Knowing as I do that what seems obvious to me will not be obvious to some of the people in charge, I am drawn back once again to one of the great mysteries of the last three decades, which is: how did these people end up as leaders of these organizations? It’s almost as mysterious as the fact that in all versions of Star Trek, any serving officer who geta appointed to the rank of admiral in Starfleet instantly turns evil, stupid, or evil and stupid. We seem to have been selecting for something in appointing leaders within academia that substracts both common sense and something like an ethical compass at the moment that people move up into leadership, often from people who seemed to have both attributes before that happened. I don’t think it’s a universal consequence of having power or authority. I don’t think it’s about money or being driven more by self-interest. It’s something in the architecture of our organizations, in the design of civic institutions generally.
That subtraction was one thing when universities, non-profits, law firms, churches, think tanks and so on were operating more or less on their own. Occasionally the leaders who had that absence of common sense, ethics and some form of empathetic connection with their organization proved lethal when the surrounding circumstances were inimical enough. Mostly the organizations lumbered on, missing opportunities and falling short of potentialities, but surviving. But now? It’s another thing altogether. Now it’s like having a general who keeps calling out artillery bombardments on his own trenches, an admiral who blows a hole in the bottom of his own boat.

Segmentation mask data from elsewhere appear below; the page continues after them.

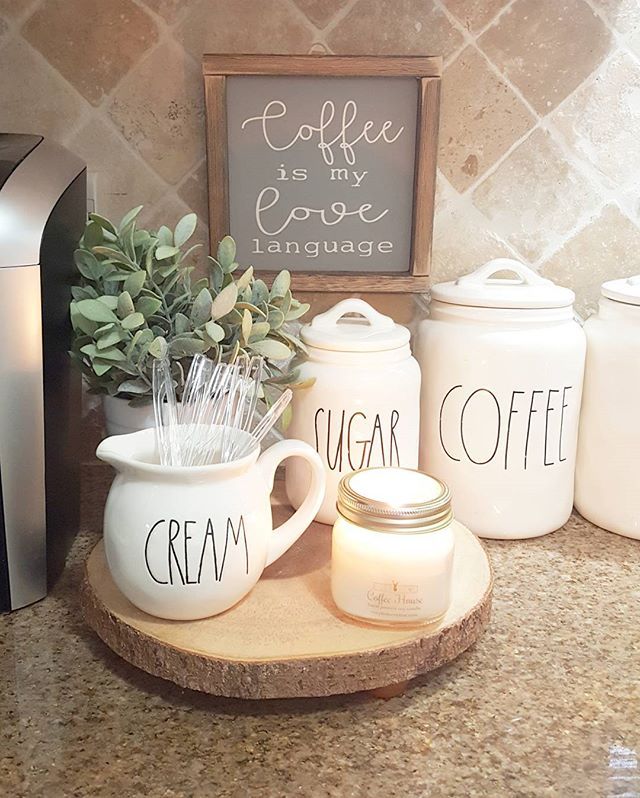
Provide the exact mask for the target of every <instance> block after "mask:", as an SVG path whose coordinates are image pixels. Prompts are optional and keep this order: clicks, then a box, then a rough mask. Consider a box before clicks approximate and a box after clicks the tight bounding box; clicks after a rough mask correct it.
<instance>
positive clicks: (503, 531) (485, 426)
mask: <svg viewBox="0 0 640 798" xmlns="http://www.w3.org/2000/svg"><path fill="white" fill-rule="evenodd" d="M501 272H508V273H510V275H513V277H511V276H509V277H506V278H496V277H495V275H496V274H498V273H501ZM431 296H432V301H431V304H430V308H429V311H430V316H429V318H428V319H427V320H426V321H423V322H421V324H420V329H419V334H418V350H417V353H418V360H419V362H420V365H421V368H422V381H423V382H422V432H421V439H420V468H421V469H422V470H424V471H426V472H428V473H430V474H433V475H434V476H435V477H438V478H439V479H441V480H443V481H444V482H446V483H447V484H448V485H449V487H450V489H451V495H452V503H453V511H454V513H455V515H456V517H457V518H458V519H459V520H460V521H461V522H462V523H463V524H465V525H466V526H468V527H469V528H470V529H471V530H472V531H473V532H475V533H476V534H478V535H481V536H482V537H489V538H530V537H537V536H539V535H544V534H546V533H547V532H552V531H553V530H555V529H558V528H559V527H561V526H562V525H563V524H564V523H565V522H566V521H567V519H568V518H569V515H570V514H571V509H572V505H573V488H574V473H575V458H576V445H577V432H578V419H579V413H580V400H581V395H582V381H583V374H584V359H585V336H584V332H583V330H582V327H581V326H580V324H579V323H578V322H577V321H576V320H575V317H574V311H573V302H574V299H575V297H574V294H573V292H572V291H570V290H569V289H567V288H561V287H560V286H557V285H555V284H554V283H553V282H551V281H550V280H546V279H544V278H542V277H540V276H539V275H538V274H536V272H534V271H533V270H531V269H530V268H528V267H527V266H524V265H523V264H521V263H519V262H518V261H515V260H511V259H507V258H500V259H497V260H493V261H490V262H489V263H486V264H485V265H484V266H481V267H480V268H479V269H477V270H476V271H475V272H473V273H471V274H469V275H466V276H464V277H461V278H459V279H458V280H456V281H454V282H448V283H441V284H439V285H435V286H434V287H433V289H432V293H431Z"/></svg>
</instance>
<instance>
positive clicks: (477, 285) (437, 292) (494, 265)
mask: <svg viewBox="0 0 640 798" xmlns="http://www.w3.org/2000/svg"><path fill="white" fill-rule="evenodd" d="M499 272H508V273H510V274H512V275H514V276H513V277H496V276H495V275H496V274H498V273H499ZM431 296H432V297H433V298H434V299H436V300H438V301H439V302H447V303H449V304H451V305H467V306H472V307H485V308H514V309H516V308H564V307H570V306H571V305H572V304H573V302H574V300H575V294H574V293H573V291H571V290H570V289H569V288H563V287H561V286H559V285H556V284H555V283H554V282H553V281H552V280H547V279H546V278H545V277H541V276H540V275H539V274H538V273H537V272H535V271H534V270H533V269H532V268H530V267H529V266H526V265H525V264H524V263H520V261H517V260H514V259H512V258H495V259H494V260H490V261H488V263H485V264H484V265H483V266H480V267H479V268H478V269H476V270H475V271H474V272H471V273H470V274H465V275H464V276H463V277H459V278H458V279H457V280H454V281H453V282H448V283H439V284H438V285H434V286H433V288H432V289H431Z"/></svg>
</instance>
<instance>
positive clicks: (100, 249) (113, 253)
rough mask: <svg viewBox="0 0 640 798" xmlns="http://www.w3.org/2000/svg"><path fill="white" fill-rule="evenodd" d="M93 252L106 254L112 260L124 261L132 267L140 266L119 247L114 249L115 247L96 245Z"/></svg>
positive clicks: (94, 247) (130, 266)
mask: <svg viewBox="0 0 640 798" xmlns="http://www.w3.org/2000/svg"><path fill="white" fill-rule="evenodd" d="M93 253H94V255H104V256H105V258H108V259H109V260H112V261H113V262H114V263H122V264H124V265H125V266H129V268H131V269H137V268H138V266H137V265H136V264H135V263H134V262H133V261H132V260H131V258H130V257H129V256H128V255H127V254H126V253H125V252H122V251H121V250H119V249H113V247H94V248H93Z"/></svg>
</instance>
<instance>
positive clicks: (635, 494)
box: [576, 275, 640, 539]
mask: <svg viewBox="0 0 640 798" xmlns="http://www.w3.org/2000/svg"><path fill="white" fill-rule="evenodd" d="M601 292H602V296H601V298H600V303H599V307H598V312H597V313H596V314H595V315H594V316H591V317H590V318H589V319H587V322H586V324H585V325H584V329H585V333H586V335H587V367H586V370H585V378H584V396H583V400H582V412H581V416H580V435H579V438H578V463H577V467H576V507H577V509H578V510H579V511H580V513H581V514H582V515H583V516H584V517H585V518H588V519H589V521H592V522H593V523H594V524H597V525H598V526H601V527H603V528H604V529H608V530H610V531H611V532H617V533H618V534H619V535H625V536H627V537H631V538H637V539H640V424H639V423H638V406H639V403H640V275H637V276H636V277H630V278H628V279H624V278H623V279H620V280H612V281H610V282H607V283H604V285H603V286H602V291H601Z"/></svg>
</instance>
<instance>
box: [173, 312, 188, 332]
mask: <svg viewBox="0 0 640 798" xmlns="http://www.w3.org/2000/svg"><path fill="white" fill-rule="evenodd" d="M173 326H174V329H175V331H176V335H181V334H182V333H186V332H191V322H190V321H189V317H188V316H185V315H184V313H176V317H175V320H174V323H173Z"/></svg>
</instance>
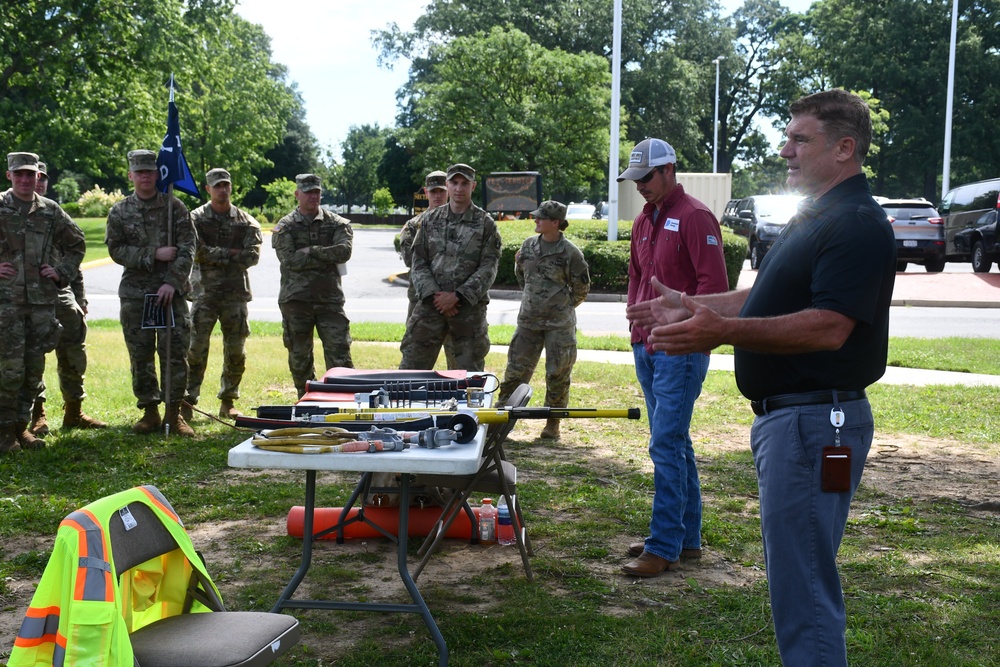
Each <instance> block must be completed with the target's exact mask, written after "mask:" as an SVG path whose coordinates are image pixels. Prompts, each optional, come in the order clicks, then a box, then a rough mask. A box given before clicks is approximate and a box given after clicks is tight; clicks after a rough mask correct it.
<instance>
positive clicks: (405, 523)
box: [396, 474, 448, 667]
mask: <svg viewBox="0 0 1000 667" xmlns="http://www.w3.org/2000/svg"><path fill="white" fill-rule="evenodd" d="M409 515H410V476H409V475H407V474H403V475H400V482H399V535H398V537H397V543H396V546H397V549H396V566H397V569H398V570H399V577H400V579H402V580H403V585H404V586H406V590H407V592H409V594H410V598H411V599H412V600H413V603H414V604H415V605H416V607H417V609H418V611H419V612H420V616H421V617H422V618H423V619H424V625H426V626H427V630H428V631H429V632H430V633H431V637H433V638H434V643H435V644H437V647H438V664H439V665H441V667H446V665H447V664H448V645H447V644H445V641H444V636H443V635H442V634H441V630H439V629H438V627H437V623H435V622H434V618H433V617H432V616H431V611H430V609H428V608H427V603H426V602H424V598H423V596H422V595H420V591H419V590H417V585H416V584H415V583H414V582H413V577H411V576H410V569H409V567H408V566H407V562H406V545H407V534H408V532H409V529H410V526H409Z"/></svg>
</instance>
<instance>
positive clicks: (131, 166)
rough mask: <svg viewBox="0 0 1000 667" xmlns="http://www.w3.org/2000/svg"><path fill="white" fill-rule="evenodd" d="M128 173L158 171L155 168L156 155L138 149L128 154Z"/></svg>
mask: <svg viewBox="0 0 1000 667" xmlns="http://www.w3.org/2000/svg"><path fill="white" fill-rule="evenodd" d="M128 170H129V171H159V168H158V167H157V166H156V153H154V152H153V151H147V150H145V149H139V150H136V151H129V152H128Z"/></svg>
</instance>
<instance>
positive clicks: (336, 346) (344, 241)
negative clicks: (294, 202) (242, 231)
mask: <svg viewBox="0 0 1000 667" xmlns="http://www.w3.org/2000/svg"><path fill="white" fill-rule="evenodd" d="M321 195H322V183H321V182H320V178H319V176H316V175H315V174H299V175H298V176H296V177H295V199H296V200H297V201H298V202H299V205H298V206H297V207H296V209H295V210H294V211H292V212H291V213H289V214H288V215H286V216H285V217H283V218H282V219H281V220H279V221H278V224H277V225H275V226H274V231H273V232H272V233H271V246H272V247H273V248H274V252H275V253H276V254H277V255H278V261H279V262H280V264H281V287H280V288H279V291H278V307H279V308H280V309H281V328H282V338H283V339H284V343H285V348H286V349H287V350H288V369H289V371H290V372H291V374H292V382H293V383H294V384H295V391H296V392H297V393H298V395H299V397H300V398H301V397H302V395H303V394H305V392H306V382H307V381H309V380H315V379H316V369H315V366H314V363H313V330H314V329H315V331H316V332H317V333H318V334H319V337H320V340H321V341H322V342H323V357H324V361H325V363H326V368H327V369H330V368H336V367H338V366H339V367H345V368H353V367H354V362H353V361H352V360H351V329H350V326H351V323H350V320H348V319H347V314H346V313H345V312H344V290H343V288H342V287H341V284H340V276H341V274H342V273H345V272H346V264H347V261H348V260H349V259H350V258H351V251H352V248H353V244H354V231H353V230H352V229H351V221H350V220H348V219H347V218H342V217H340V216H339V215H337V214H336V213H334V212H333V211H328V210H326V209H324V208H321V207H320V205H319V204H320V197H321Z"/></svg>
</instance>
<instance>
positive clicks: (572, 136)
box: [400, 28, 610, 198]
mask: <svg viewBox="0 0 1000 667" xmlns="http://www.w3.org/2000/svg"><path fill="white" fill-rule="evenodd" d="M436 51H437V49H436ZM434 56H435V57H434V61H435V63H436V64H435V65H434V66H433V68H432V70H431V73H430V74H431V76H430V77H429V78H428V80H427V81H425V82H423V83H421V84H419V85H418V87H417V90H416V92H417V95H416V98H415V99H416V101H415V104H414V116H415V118H416V121H415V122H414V125H413V126H412V127H410V128H404V129H401V130H400V137H401V140H402V141H403V143H404V144H405V145H406V146H407V147H408V148H409V149H410V151H411V152H412V154H413V156H414V158H413V160H414V163H415V164H416V165H418V167H419V171H423V172H426V171H430V170H431V169H440V168H441V165H447V164H450V163H454V162H466V163H468V164H470V165H472V166H473V167H475V168H476V170H477V171H478V172H479V173H482V174H487V173H489V172H490V171H540V172H541V173H542V174H543V185H544V186H545V188H546V190H547V192H548V195H546V196H549V197H563V198H574V197H576V196H578V195H580V194H583V193H586V192H587V190H588V189H589V186H590V184H591V183H592V182H594V181H596V180H598V179H601V178H603V175H604V169H603V165H604V164H605V162H606V156H607V146H608V124H609V115H610V111H609V106H610V104H609V102H610V88H609V81H610V74H609V73H608V71H607V67H606V64H605V62H604V60H603V59H602V58H600V57H598V56H593V55H588V54H577V55H573V54H569V53H566V52H565V51H560V50H558V49H553V50H550V49H546V48H544V47H542V46H539V45H538V44H534V43H532V42H531V40H530V38H529V37H528V36H527V35H526V34H524V33H523V32H520V31H519V30H508V29H504V28H493V29H492V30H491V31H490V32H489V34H480V35H476V36H474V37H459V38H457V39H455V40H453V41H452V42H451V43H449V44H447V45H445V46H442V47H439V51H438V52H436V53H435V54H434Z"/></svg>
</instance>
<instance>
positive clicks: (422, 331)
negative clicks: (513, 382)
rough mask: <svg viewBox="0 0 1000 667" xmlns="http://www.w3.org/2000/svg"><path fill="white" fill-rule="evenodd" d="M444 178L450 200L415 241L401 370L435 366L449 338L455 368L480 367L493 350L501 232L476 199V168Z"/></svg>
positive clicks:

Somehow we’re going to need to fix whatever it is that strips people in civic leadership of their best attributes when they step into those roles. There’s something wrong in the “fitness landscape” we’ve allowed to take hold in our organizations—something that isolates rather than connects, some other imperative that drives people to bad assessments and dangerous decisions, something that keeps people with responsibilities for the whole organization from touching grass.
I would be glad to lose my bet, happy to see all the presidents and trustees know better than to sign, because it would be a sign that what has been broken is being repaired. I am afraid that what has been broken is now going to break more than just the people who make it into the leadership, and that becomes more likely for every signature that the gangsters can get.



Coming from a public university in a red state whose government despises the institution, with some politicians more Trumpist than Trump about it, I feel this.
"I don’t think it’s about money or being driven more by self-interest. It’s something in the architecture of our organizations, in the design of civic institutions generally."
I don't know why you dismiss this (or even implicitly the idea that money is a key part of the architecture). And, to be clear, I'm not just talking about leadership salaries (or the stock portfolios of the members of the Boards of Trustees). It's also the operating budgets are huge, and the moral calculus of the leaders includes protection of those budgets. And, to be clear, lots of jobs are at stake.
It's Kobayashi Maru all the way down.